Not Quite General Relativity

Einstein realized a 4D field (length:width:depth:time) produces a field which, when distorted by mass, describes gravity.

Later, the Kaluza-Klein theory came abou by extending General Relativity to 5 dimensions…describing Gravity AND electromagnetizm.

Question is…what is found when you use the rules and formulation of GR/KK and restrict the field to only 3 or even 2 dimensions?

I assume that by 3 or 2 dimensions, you mean 2+1 or 1+1, with one timelike dimension and the rest spatial, as that’s important in order to get anything interesting out of GR.

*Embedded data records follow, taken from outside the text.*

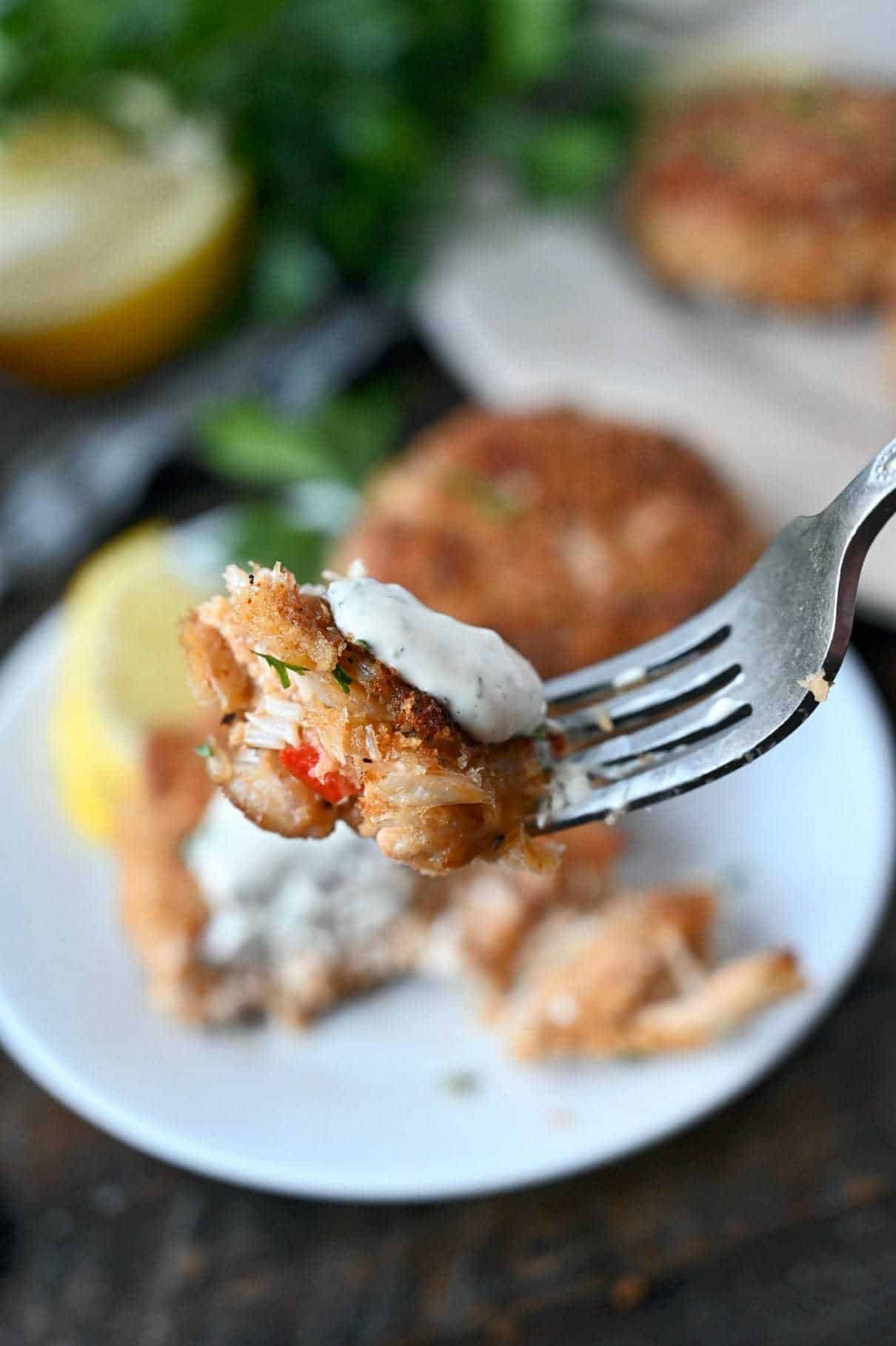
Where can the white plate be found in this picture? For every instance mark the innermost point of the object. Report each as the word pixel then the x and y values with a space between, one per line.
pixel 358 1108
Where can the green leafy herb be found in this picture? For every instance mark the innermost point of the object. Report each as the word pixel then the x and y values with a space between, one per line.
pixel 250 443
pixel 355 118
pixel 265 532
pixel 342 679
pixel 281 668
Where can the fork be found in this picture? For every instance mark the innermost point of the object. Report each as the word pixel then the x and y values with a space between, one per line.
pixel 724 687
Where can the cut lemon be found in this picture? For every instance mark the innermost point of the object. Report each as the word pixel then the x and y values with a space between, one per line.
pixel 112 251
pixel 121 673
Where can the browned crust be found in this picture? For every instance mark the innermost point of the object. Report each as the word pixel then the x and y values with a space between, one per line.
pixel 495 788
pixel 609 535
pixel 779 195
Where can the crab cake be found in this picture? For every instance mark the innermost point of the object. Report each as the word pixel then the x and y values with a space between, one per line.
pixel 439 765
pixel 572 538
pixel 229 921
pixel 775 194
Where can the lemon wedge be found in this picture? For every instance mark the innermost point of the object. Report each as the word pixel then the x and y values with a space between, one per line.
pixel 112 251
pixel 121 673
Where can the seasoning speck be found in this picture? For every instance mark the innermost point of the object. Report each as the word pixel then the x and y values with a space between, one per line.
pixel 459 1082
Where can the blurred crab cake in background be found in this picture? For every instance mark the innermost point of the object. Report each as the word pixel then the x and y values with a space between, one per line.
pixel 572 538
pixel 775 194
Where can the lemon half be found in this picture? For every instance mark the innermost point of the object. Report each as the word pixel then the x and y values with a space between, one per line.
pixel 121 673
pixel 112 253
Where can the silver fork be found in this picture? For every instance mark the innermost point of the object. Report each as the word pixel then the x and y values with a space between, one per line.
pixel 724 687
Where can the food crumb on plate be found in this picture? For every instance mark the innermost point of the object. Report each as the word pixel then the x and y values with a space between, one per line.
pixel 817 684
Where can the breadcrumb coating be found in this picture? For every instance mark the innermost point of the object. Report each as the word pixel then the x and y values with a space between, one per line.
pixel 367 746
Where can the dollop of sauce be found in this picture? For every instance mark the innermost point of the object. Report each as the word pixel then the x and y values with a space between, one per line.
pixel 278 902
pixel 484 686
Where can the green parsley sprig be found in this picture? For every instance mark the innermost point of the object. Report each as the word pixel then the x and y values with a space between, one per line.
pixel 281 668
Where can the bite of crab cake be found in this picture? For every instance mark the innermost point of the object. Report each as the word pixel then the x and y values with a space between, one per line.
pixel 774 194
pixel 355 702
pixel 573 539
pixel 230 923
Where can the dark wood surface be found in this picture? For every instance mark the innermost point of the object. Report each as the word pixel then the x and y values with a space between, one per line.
pixel 771 1222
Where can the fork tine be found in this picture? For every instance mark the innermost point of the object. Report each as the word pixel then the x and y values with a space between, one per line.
pixel 693 683
pixel 681 771
pixel 645 664
pixel 700 722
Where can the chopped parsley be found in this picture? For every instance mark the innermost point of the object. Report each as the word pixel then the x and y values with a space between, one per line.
pixel 342 679
pixel 281 668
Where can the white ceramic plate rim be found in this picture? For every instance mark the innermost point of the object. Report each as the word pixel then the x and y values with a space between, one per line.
pixel 33 1053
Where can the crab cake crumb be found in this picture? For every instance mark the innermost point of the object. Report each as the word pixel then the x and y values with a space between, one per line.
pixel 334 732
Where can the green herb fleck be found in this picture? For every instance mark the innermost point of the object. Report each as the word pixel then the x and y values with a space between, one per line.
pixel 459 1082
pixel 281 668
pixel 479 490
pixel 342 679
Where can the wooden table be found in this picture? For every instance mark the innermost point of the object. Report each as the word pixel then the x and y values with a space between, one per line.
pixel 772 1224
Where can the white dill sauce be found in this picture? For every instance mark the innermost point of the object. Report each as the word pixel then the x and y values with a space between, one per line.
pixel 273 900
pixel 484 686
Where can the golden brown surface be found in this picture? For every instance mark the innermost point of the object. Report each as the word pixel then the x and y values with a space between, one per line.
pixel 774 194
pixel 432 797
pixel 573 539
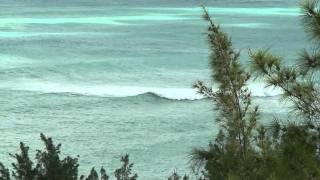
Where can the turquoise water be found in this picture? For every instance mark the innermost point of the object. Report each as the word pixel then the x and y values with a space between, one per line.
pixel 105 78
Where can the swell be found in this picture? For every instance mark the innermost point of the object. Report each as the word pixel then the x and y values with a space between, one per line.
pixel 120 91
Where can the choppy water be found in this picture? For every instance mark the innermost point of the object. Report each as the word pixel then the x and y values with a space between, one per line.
pixel 106 78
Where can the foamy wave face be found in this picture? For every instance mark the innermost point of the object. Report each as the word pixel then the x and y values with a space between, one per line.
pixel 109 90
pixel 257 89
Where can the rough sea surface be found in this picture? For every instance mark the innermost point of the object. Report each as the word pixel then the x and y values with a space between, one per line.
pixel 105 78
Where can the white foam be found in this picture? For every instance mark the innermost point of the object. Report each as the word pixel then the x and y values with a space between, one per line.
pixel 106 90
pixel 176 93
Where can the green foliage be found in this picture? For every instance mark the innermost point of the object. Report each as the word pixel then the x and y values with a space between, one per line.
pixel 243 148
pixel 176 176
pixel 49 166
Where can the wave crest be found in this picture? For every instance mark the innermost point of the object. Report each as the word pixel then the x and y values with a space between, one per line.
pixel 258 90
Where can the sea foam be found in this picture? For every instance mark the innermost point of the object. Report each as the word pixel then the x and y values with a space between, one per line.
pixel 174 93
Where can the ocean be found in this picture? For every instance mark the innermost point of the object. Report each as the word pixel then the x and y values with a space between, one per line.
pixel 106 78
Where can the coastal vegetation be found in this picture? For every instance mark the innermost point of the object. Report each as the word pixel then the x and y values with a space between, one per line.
pixel 244 148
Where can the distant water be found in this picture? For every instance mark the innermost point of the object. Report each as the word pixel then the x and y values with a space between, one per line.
pixel 105 78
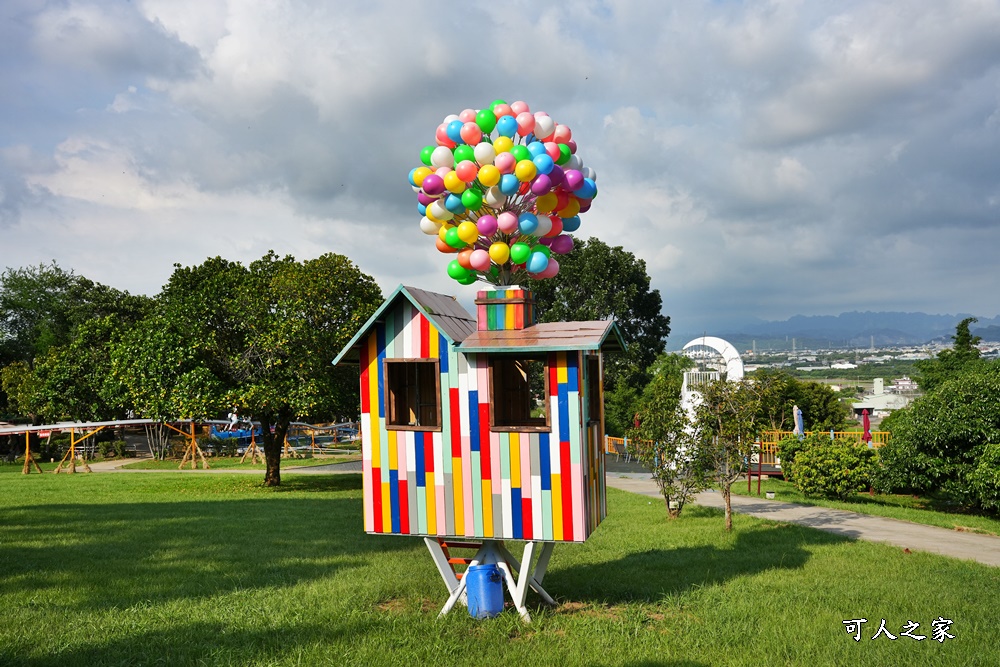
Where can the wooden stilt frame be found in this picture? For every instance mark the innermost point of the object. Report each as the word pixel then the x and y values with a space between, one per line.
pixel 518 576
pixel 252 450
pixel 71 452
pixel 29 460
pixel 192 450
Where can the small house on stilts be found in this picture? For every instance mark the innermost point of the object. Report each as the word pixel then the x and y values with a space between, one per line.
pixel 482 429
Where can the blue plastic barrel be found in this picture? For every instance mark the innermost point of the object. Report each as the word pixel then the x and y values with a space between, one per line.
pixel 484 590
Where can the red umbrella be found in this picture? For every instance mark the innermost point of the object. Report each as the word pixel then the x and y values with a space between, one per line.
pixel 866 422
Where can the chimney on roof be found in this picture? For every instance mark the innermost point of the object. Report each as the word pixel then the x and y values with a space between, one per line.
pixel 505 309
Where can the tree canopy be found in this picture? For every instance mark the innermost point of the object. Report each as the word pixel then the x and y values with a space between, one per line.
pixel 948 363
pixel 258 337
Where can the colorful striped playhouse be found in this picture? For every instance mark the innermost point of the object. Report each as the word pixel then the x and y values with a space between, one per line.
pixel 487 428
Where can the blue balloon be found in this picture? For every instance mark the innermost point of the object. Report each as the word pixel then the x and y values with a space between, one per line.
pixel 506 126
pixel 543 163
pixel 588 190
pixel 454 204
pixel 527 223
pixel 509 184
pixel 537 262
pixel 571 224
pixel 536 148
pixel 454 131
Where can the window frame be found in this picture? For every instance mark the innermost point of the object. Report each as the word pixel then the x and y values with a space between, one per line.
pixel 388 393
pixel 533 424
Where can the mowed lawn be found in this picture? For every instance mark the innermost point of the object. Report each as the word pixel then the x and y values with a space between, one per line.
pixel 173 569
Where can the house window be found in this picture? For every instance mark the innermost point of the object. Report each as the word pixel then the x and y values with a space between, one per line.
pixel 519 387
pixel 412 395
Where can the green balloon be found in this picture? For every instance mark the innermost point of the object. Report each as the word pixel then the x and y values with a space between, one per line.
pixel 425 154
pixel 486 120
pixel 519 253
pixel 564 154
pixel 472 199
pixel 457 271
pixel 464 152
pixel 520 152
pixel 451 238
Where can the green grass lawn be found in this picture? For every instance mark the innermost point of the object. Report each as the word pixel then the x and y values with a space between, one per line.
pixel 903 507
pixel 218 570
pixel 233 463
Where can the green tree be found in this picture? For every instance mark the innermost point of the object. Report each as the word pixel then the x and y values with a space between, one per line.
pixel 943 440
pixel 948 363
pixel 596 282
pixel 261 338
pixel 664 440
pixel 728 422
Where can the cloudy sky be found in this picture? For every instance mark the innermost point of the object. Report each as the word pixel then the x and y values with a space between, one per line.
pixel 765 159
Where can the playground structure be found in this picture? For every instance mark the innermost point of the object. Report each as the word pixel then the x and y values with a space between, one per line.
pixel 457 449
pixel 319 438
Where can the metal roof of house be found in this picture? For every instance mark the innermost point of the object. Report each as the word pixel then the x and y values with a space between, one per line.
pixel 444 312
pixel 549 337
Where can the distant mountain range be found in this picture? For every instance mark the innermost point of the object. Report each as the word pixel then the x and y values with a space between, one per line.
pixel 848 330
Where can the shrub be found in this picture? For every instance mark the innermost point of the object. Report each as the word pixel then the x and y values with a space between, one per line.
pixel 832 468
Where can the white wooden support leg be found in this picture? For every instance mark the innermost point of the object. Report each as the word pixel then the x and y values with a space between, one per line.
pixel 536 575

The short answer is that in either case, you get something which could be generously described as “gravity”, but that the “gravity” you get is extremely boring. In 2+1 dimensional gravity, you get curvature only where the masses are, and flat space everywhere you have vacuum. There is no distance dependence of gravity and nothing that behaves like a force, and no closed orbits. The geometry outside of a mass is conical, meaning that two trajectories which start off parallel will meet shortly after passing on opposite sides of a mass, but neither will show any evidence of curvature. In 1+1 dimensional gravity, I don’t think you get any effects at all unless you also posit that mass isn’t conserved.

Oh, and I should also mention that, while 4+1 Kaluza-Klein is a neat trick, it’s not consistent with QED, and is thus not taken seriously as a realistic theory of electromagnetism nowadays. On the other hand, you can consider the String Model as a generalization of the same idea, and nobody has yet managed to disprove that one.